Account and sharing
Sharing devices
How the family gets access - and how limited that access is, whether you like it or not.
Sharing lets someone else control your devices from their own account. It's the alternative to handing out your password, and it's always the right way to do it.
How to do it
Sharing is set per device, under the device's Share section.
- The recipient creates their own Shelly account. You can't share with someone who doesn't have one.
- Open the device you want to share.
- Go to Share and add the recipient's email address — the one they registered the account with.
A device can be shared with up to 100 members.
What the person you share with can actually do
This is the big limitation of sharing, and it catches most people out:
The person you share with can only control the device. Nothing else.
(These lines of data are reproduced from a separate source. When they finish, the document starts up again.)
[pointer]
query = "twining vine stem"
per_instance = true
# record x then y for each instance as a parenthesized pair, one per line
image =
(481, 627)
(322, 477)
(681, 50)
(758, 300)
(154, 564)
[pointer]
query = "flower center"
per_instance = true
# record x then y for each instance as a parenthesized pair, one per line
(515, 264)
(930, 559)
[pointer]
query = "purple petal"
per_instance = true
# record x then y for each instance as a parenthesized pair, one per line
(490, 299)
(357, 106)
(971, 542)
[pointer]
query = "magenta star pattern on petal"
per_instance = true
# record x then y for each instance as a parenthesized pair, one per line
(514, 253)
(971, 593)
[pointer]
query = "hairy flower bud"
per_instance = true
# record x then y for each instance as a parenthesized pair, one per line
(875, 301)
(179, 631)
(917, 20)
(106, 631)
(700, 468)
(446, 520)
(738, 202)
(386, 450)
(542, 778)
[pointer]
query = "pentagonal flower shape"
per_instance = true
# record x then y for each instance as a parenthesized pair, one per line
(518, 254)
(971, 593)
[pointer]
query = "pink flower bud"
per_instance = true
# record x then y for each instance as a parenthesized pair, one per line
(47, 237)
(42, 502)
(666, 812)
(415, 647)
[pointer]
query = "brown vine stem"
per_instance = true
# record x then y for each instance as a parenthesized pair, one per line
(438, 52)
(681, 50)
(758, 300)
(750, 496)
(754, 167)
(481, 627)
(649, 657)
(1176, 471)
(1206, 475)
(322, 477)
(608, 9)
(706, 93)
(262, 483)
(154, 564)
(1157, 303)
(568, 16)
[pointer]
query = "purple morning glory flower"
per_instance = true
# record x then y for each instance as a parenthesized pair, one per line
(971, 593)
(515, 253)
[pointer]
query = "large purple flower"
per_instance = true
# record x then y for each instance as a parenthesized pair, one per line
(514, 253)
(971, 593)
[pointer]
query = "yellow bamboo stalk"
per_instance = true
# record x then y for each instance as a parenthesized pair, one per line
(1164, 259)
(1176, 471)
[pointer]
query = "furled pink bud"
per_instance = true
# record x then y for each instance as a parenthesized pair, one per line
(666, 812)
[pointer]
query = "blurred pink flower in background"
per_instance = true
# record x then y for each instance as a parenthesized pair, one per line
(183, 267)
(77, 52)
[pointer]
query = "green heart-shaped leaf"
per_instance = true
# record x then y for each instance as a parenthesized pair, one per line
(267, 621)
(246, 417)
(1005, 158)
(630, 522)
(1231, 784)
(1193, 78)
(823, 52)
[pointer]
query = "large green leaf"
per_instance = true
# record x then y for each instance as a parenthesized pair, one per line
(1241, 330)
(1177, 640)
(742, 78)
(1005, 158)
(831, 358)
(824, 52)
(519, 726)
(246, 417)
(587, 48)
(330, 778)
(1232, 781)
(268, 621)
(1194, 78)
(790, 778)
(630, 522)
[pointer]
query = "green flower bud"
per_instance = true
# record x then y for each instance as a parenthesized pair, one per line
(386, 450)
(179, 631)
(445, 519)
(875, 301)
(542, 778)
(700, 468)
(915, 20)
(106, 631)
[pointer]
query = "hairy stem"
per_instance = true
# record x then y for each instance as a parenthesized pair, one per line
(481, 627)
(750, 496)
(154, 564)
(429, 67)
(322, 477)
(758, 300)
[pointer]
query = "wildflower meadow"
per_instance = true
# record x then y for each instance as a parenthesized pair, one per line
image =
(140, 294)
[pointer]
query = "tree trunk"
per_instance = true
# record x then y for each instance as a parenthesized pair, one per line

| Owner | Person you share with | |
|---|---|---|
| Switch on and off | Yes | Yes |
| Change the device's settings | Yes | No |
| Put the device in a room | Yes | No |
| Put the device in a group | Yes | No |
| Use the device in a scene | Yes | No |
| Update firmware | Yes | No |
The limitation that hurts most is that a shared device can't be used in the recipient's own scenes. Your partner can switch off the outdoor light, but can't build a scene of their own to do it automatically.
The consequence: who should own the home?
Sharing is built for guests and children, not for two adults who share a home on equal terms.
If you both want to build scenes and change settings, the app has no good answer. In practice it comes down to one of two options:
- A household account that you both log in to, with sharing to everyone else. It works, but it breaks the principle that each person should have their own password — and leaves no trace of who did what.
- An owner account, with sharing to the other person. It settles who's responsible, but one of you has to call the other for every change.
We recommend the household account for couples who genuinely share the installation, with a unique password in a shared password manager. But it's a choice with a downside, not a solution.
Removing sharing
Sharing is removed in the same place it was added. The person you shared with loses access immediately.
If someone moves out, or you sell the house: go through your shares. They stay in place until someone removes them, and a device you shared three years ago is still shared today.